[FOM] Epistemology for new axioms

Joe Shipman joeshipman at aol.com
Tue Sep 3 17:53:12 EDT 2019


I didn’t get any responses to my queries about absoluteness, so I challenge you to argue against the following: 



***There is no proposition of any mathematical interest that is known (by ZFC proof) to be relatively consistent with and independent of ZFC, such that mathematicians will eventually have a consensus view that it should be considered as a fundamental axiom with which ZFC should be augmented.***



Here “a consensus view” means comparable to the view that Zermelo set theory should be augmented with the Replacement Axiom to give ZF. In my opinion, statements like CH or V=L or their negations will never be settled because there is no way for a believer to persuade a denier, they will never lead to consequences for which any kind of empirical support can be given such as numerical evidence or necessity for science. 



(This opinion isn’t as strong as the proposition I am challenging you to argue against, maybe there are interesting but more concrete statements that ZFC can show are consistent and independent even though no one suggested any when I asked last month.)

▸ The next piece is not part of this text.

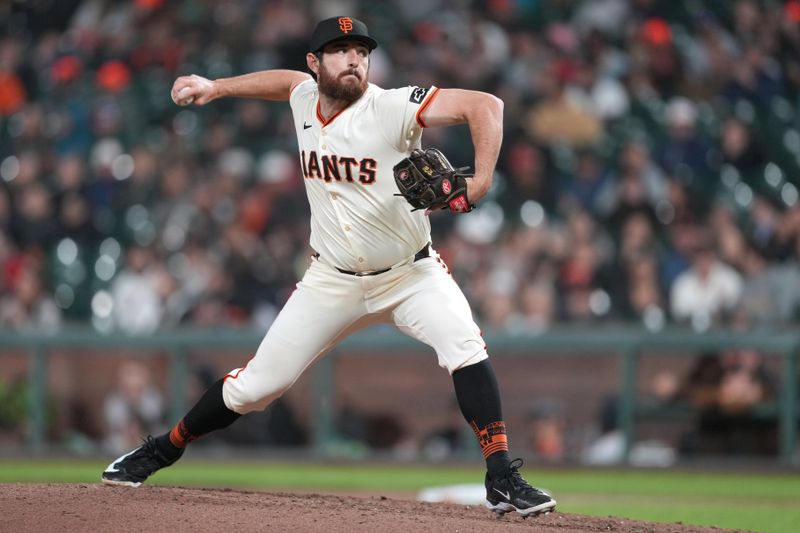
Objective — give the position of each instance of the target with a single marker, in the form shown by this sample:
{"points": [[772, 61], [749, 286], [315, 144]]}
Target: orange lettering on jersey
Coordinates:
{"points": [[347, 163], [313, 165], [367, 174], [330, 168], [345, 24]]}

This is to be contrasted with axioms that can’t be shown within ZFC to be consistent and independent, like Con(ZF); I don’t claim there will be permanent disagreement about statements like that.

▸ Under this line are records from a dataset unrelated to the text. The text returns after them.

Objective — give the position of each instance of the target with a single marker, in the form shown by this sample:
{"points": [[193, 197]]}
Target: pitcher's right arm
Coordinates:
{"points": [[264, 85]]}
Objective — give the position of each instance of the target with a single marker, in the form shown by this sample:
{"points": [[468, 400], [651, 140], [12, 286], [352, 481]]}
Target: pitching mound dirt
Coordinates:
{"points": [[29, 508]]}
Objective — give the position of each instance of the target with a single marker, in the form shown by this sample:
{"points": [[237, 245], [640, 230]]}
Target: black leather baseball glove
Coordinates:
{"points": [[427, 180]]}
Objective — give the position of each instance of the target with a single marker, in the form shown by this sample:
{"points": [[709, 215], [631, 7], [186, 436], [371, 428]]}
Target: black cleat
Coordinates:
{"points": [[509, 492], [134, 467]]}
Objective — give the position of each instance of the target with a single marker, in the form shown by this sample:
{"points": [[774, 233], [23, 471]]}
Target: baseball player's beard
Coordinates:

In fact, for arithmetical statements, I claim the opposite: although there may always be arithmetical statements which some mathematicians will claim to have proven while others will not accept the proofs, there will never be an arithmetical statement such that two groups of mathematicians will permanently disagree about it, with one group claiming it has been proven and the other claiming it has been disproven.

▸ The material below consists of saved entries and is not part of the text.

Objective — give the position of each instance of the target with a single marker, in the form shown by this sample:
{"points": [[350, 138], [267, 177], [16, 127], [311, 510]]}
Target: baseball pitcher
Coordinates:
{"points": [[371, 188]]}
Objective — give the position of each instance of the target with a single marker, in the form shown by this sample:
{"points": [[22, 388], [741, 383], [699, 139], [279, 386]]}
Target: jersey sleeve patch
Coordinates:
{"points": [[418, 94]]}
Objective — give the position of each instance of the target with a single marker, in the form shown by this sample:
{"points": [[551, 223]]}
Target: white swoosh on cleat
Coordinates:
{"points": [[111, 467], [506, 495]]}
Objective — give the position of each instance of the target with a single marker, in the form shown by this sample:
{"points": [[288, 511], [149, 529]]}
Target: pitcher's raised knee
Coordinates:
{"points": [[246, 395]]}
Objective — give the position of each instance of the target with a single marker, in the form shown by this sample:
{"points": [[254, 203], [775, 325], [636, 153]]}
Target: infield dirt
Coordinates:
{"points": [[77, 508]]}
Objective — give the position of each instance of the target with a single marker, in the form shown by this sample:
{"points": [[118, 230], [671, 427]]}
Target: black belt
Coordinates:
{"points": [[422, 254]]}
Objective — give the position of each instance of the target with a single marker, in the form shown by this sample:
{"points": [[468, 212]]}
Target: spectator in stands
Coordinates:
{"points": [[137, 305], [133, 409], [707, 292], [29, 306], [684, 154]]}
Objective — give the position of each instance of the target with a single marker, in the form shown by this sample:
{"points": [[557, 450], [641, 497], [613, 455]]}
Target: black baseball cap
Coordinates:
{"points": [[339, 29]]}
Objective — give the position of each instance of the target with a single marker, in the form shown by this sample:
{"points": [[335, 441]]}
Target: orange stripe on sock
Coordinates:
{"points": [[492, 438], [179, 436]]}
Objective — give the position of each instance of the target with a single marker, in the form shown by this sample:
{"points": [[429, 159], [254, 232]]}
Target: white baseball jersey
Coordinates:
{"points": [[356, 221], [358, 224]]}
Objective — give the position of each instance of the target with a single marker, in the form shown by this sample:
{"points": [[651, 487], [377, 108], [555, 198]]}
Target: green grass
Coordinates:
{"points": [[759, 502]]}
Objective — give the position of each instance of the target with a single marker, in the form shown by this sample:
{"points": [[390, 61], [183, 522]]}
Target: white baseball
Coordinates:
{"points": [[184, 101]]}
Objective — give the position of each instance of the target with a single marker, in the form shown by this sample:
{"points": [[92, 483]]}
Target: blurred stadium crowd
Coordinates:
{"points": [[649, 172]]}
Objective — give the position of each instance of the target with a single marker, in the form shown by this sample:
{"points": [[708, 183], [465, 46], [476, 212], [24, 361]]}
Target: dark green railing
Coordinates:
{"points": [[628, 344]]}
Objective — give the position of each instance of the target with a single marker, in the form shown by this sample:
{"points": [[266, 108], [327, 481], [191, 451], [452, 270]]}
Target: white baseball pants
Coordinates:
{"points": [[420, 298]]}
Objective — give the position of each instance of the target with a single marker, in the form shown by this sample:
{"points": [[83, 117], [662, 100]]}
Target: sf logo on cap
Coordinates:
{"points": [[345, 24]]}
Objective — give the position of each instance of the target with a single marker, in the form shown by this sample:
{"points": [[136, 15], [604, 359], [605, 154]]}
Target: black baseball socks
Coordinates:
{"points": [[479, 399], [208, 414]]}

“Permanent disagreement” is the kind of thing you get in physics when people disagree about things like “interpretations of quantum mechanics” in a way that experiment can’t settle even in principle; I approve of the professional physicists who dismiss such arguments as “religious disputes”, and wonder how much effort is wasted on the mathematical equivalent.



I’ve proposed two epistemological classes here: one includes non-absolute statements like CH, where I expect permanent disagreement about whether to prefer X or ~X, and one includes all arithmetical statements, where I deny there can be permanent disagreement.



In between, we have statements which can be set-theoretically absolute but where it’s open whether some kind of empirical support can be found to favor one side of the question over the other.  I think it’s a very interesting project what kind of empirical support there can be for non-arithmetical statements. For example, compare the problems of persuading non-believers that 

(a) measurable cardinals exist

(b) real-valued measurable cardinals exist

(c) measurable cardinals are consistent



Don’t interpret my stance as support for the “Multiverse” view of set theory proposed by Hamkins and others. One can regard CH as having a real truth value even if it is not knowable by human beings. It’s an inverse of Kronecker’s famous dictum: “Man can know the integers, but higher infinities are only knowable by God.”